Connecting with Readers in Admissions Essays
On dates, it’s all about finding a connection, right? Someone can be super attractive, so nice, very intelligent, and all but if you don’t feel it, you don’t feel it. If that connection doesn’t exist, that date isn’t going to be turning into a relationship anytime soon. End of story. Well, it’s a similar kind of connection that students should try to build in their college admissions essays. Should college applicants try to build romantic connections with admissions officers? Don’t be ridiculous. But by telling their (hopefully) unique narrative, it should be their task, their objective, to sway admissions officers to root for them.
That’s what building a connection is all about. And to inspire people to want to root for you, to inspire them to feel like they can see themselves in your shoes, you’ve got to be likable. You’ve got to be relatable. You’ve got to not brag. Let’s say that one again. Don’t brag, don’t brag, don’t brag. Ok, we said it a few times because as much as we might say this on the pages of our college admissions blog, it still fails to sink in with so many. Did we say don’t brag in college essays?
College admissions essays are a unique opportunity to forge a connection with admissions officers. Don’t waste it.

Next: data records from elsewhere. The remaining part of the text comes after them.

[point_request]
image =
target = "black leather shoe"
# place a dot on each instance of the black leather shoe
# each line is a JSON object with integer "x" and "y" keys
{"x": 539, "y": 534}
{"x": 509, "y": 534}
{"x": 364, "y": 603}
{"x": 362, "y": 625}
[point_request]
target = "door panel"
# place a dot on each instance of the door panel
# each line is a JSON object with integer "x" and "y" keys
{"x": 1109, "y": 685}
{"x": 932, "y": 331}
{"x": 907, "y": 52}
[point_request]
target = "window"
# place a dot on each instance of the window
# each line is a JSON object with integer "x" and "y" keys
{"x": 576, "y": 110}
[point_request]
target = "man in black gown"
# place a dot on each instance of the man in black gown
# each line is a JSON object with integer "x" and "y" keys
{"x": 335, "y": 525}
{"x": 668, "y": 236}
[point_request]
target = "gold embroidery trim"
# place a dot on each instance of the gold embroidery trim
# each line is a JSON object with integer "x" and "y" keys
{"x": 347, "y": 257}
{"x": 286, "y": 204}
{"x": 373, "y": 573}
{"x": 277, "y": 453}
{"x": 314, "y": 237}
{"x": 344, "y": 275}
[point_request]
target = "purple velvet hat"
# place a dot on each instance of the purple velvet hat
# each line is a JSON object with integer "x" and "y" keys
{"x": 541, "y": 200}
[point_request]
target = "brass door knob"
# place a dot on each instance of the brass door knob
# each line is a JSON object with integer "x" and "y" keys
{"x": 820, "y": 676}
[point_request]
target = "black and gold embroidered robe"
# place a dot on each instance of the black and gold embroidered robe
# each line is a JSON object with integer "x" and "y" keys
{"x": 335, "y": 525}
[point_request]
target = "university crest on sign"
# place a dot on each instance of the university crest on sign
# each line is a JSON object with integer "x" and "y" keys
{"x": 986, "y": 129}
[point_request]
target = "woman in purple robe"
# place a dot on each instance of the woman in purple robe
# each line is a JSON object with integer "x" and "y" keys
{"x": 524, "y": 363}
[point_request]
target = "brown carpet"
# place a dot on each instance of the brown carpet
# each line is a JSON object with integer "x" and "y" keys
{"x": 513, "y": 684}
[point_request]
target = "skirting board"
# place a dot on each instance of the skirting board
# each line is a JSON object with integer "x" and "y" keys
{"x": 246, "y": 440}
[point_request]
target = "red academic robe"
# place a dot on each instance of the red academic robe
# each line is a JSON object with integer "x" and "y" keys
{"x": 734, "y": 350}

Considering writing your college admissions essays about travel in foreign countries? The admissions officers reading your applications often make around $65,000 a year. So don’t write about travel. And why? Because they’re not going to relate to your galavanting across Europe. Or Africa. They don’t have those kinds of vacation days. They don’t necessarily have that kind of money. Considering writing about winning an award and how much it meant to you? Don’t do it. You know why. Considering writing about the influence of your family, with hints of your family’s wealth? Yikes. Don’t do it.
Are you starting to get the idea? Your goal in each and every college admissions essay is to forge a connection with your reader. And yet so many college applicants waste this opportunity and in fact hurt their chances at admission by taking the wrong approach to these essays. They just so often don’t realize it and are rather surprised when they end up not getting in. It should be no surprise!